O complexo minerador da Vale no sudeste do Pará tem como palco uma região com 187 cavernas. Trinta e cinco delas seriam eliminadas - ou, segundo a empresa, "suprimidas". Dessas, 11 são de média relevância e 24, de alta.
A Vale assegura que nestas cavernas não há vestígios de ocupação humana. Desconhece, no entanto, a quantidade de espécies de animais abrigadas ali.
De acordo com o Instituto Chico Mendes de Conservação da Biodiversidade (ICMBio), o Brasil teria, seguramente, centenas de milhares de cavernas.

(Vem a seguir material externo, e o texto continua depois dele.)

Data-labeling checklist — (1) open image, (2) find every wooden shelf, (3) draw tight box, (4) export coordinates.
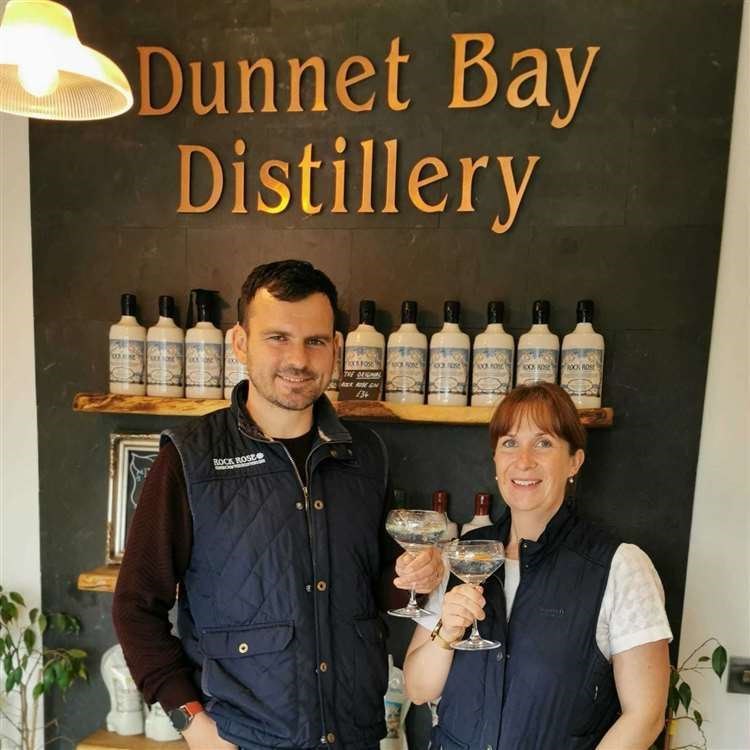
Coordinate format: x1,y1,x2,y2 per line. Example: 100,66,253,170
78,565,120,592
73,393,614,429
76,729,188,750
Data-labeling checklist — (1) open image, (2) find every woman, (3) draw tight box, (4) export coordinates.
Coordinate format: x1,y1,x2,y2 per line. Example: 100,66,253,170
404,383,672,750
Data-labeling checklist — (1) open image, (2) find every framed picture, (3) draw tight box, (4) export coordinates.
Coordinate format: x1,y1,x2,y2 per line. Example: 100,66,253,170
107,432,159,563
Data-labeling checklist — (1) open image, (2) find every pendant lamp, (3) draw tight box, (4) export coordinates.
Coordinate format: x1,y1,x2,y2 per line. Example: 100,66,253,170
0,0,133,120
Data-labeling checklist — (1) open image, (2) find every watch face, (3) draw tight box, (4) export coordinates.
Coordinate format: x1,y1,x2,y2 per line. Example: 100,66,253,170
169,708,193,732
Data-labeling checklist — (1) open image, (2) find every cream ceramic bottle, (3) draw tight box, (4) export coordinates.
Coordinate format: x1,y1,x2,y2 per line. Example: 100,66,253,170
427,300,471,406
461,492,492,536
185,289,224,398
471,302,514,406
560,299,604,409
516,299,560,385
344,299,385,394
385,300,427,404
146,295,185,398
109,294,146,396
326,331,344,401
224,299,247,399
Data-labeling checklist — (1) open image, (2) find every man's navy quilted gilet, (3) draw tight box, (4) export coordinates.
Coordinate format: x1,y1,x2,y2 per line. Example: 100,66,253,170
162,382,394,748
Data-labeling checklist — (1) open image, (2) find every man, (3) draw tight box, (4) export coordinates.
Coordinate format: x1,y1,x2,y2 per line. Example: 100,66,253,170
113,260,442,750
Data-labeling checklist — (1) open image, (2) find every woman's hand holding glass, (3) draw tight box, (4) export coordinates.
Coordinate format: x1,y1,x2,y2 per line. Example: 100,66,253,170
440,583,486,643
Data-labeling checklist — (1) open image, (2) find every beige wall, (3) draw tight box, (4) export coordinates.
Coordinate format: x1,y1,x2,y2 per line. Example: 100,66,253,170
0,0,41,736
680,0,750,750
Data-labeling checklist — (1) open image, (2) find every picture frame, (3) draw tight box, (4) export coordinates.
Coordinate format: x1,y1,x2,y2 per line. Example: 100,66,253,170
107,432,160,564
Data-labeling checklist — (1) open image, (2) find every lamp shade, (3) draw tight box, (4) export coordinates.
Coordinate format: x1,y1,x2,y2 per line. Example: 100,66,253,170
0,0,133,120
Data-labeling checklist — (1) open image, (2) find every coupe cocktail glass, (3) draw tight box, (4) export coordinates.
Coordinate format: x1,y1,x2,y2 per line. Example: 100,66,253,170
385,508,447,618
445,539,505,651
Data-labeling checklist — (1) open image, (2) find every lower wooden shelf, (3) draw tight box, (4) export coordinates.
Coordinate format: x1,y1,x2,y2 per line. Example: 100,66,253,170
76,729,188,750
73,393,614,429
78,565,120,592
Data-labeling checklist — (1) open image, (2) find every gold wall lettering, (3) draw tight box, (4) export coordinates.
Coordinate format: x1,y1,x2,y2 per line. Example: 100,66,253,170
138,32,600,234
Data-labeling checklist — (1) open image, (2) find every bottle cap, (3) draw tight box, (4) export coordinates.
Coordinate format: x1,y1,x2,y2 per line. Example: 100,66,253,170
474,492,492,516
443,299,461,323
120,294,135,317
432,490,448,513
531,299,549,325
576,299,594,323
401,300,417,323
487,300,505,324
359,299,375,326
159,294,174,318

Seu estudo, porém, é precário, devido ao pequeno número de espeleólogos, profissionais que se dedicam à área. Sabe-se que estas cavidades têm um grande número de espécies exclusivamente subterrâneas e não presentes em qualquer outro sistema do mundo - entre elas, crustáceos, aracnídeos e alguns tipos de peixes e morcegos.
Por viverem em um ambiente tão peculiar, esta fauna tem uma história evolutiva completamente estranha à comunidade científica. Menos de 10% das cavernas brasileiras tiveram seus animais estudados, segundo Adriano Gambarini, autor do livro "Cavernas no Brasil".
Em 1990, o então deputado federal Fábio Feldmann, hoje consultor ambiental, apresentou um projeto de lei propondo a proteção das cavernas. A matéria foi aprovada pela Câmara, mas, como sofreu mudanças no Senado, voltou à outra Casa. Vinte e dois anos depois, segue sem definição.
- O Brasil está destruindo as cavernas por pressão das mineradoras - frisa Feldmann.
O ex-presidente Luiz Inácio Lula da Silva assinou, em 2008, o decreto 6.640, que provocou indignação na Sociedade Brasileira de Espeleologia. O texto determina a divisão das cavernas em categorias, o que deveria ser feito por órgãos estaduais, sem estrutura para realizar esse tipo de trabalho.